If the glucose level is low or normal-low before any physical activity, it is recommended to have a snack and to carry lumps of sugar when exercising. If the physical activity is planned to last for more than 3 hours, the dose of slow insulin should be adjusted accordingly.

  • How to treat hypoglycemia as per its severity?
-If your blood sugar < 0.72 g / l: Have 15 g of glucose = 4 lumps of sugar = 2 teaspoons of honey = 2 tablespoons of syrup = 1.75 dl of sweet drink (fruit juice or soda * or Lemonade *, etc.)
– If your hypoglycemia < <0.45 g / l and you are conscious: have 30 g of sugar = 8 lumps of sugar = 4 teaspoons of honey = 4 tablespoons of syrup = 3.5 dl of sweet drink (fruit juice or soda * or lemonade *, etc.)
– Repeat capillary blood glucose 20 to 30 minutes following carbohydrate intake – If blood glucose < < 0.72 g / l , have 15–30 g of carbohydrate
– if your relative has hypoglycemia with altered state of consciousness / coma, inject him with glucagon in IM and give him > 30 g of sugar once you regain consciousness (call for help and consult urgently)

* Not light or zero.

  • Ketoacidosis : : It consists of a build-up of toxic substances called ketones that make the blood too acidic.

A ketone bodies increase in the blood level is easily treated if early detected and treated without delay; however, if left unchecked, the person may eventually fall into a coma and die.

Diabetic ketoacidosis often leads to type 1 diabetes diagnosis. It may also occur in people with already known type 1 diabetes when they forget to take their dose of insulin, contract an infection or experience trauma or injury.

Since cells cannot use glucose due to a lack of insulin, the body breaks down fat for energy, which releases ketones (toxic substances).

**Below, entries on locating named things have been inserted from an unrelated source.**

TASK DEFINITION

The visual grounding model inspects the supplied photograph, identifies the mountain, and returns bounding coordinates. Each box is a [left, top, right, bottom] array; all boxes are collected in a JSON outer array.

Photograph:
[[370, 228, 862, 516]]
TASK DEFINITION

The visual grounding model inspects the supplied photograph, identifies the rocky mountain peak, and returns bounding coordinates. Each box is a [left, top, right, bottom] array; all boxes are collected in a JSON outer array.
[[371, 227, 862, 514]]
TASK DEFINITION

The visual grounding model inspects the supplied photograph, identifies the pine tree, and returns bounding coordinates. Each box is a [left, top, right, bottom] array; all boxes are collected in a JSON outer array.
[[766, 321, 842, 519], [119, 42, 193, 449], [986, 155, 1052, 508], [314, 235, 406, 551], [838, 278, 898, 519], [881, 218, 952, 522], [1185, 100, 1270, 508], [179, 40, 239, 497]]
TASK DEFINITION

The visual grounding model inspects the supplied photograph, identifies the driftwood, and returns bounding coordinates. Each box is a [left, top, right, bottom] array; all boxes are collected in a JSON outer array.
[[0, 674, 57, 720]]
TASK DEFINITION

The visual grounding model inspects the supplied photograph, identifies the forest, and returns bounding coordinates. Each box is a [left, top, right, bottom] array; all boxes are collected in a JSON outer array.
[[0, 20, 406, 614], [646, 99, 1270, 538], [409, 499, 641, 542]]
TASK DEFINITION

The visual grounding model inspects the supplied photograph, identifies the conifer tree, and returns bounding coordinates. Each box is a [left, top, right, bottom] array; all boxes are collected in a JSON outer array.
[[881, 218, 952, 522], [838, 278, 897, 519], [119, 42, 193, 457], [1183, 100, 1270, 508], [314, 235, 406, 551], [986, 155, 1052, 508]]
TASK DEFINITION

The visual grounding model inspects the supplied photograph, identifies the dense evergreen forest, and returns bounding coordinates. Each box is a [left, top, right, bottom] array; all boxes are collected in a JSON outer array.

Ketones build up in the blood, making it more acidic.

The default is insulin which allows sugar to be transported inside cells for energy; cells will look for other sources of energy. During this time, glucose builds up in the bloodstream and when diabetic ketoacidosis is seen, the level of sugar in the blood (blood sugar) is often very high, over 2.52 g / L, while the insulin concentration is very low.

  • Microvascular complications:

Chronic hyperglycemia in diabetics progressively damages the small blood vessels and nerves in the kidneys and eyes, causing respectively eyes, neural and kidney disorders. The vessels get clogged, and if some parts of the body are nor sufficiently irrigated, they may die. L’excès permanent de sucre dans le sang engendre donc des complications telles la cécité, une insuffisance rénale, une neuropathie (atteinte des nerfs) des jambes pouvant provoquer des “maux perforants plantaires” ou encore des atteintes des nerfs commandant le sexe.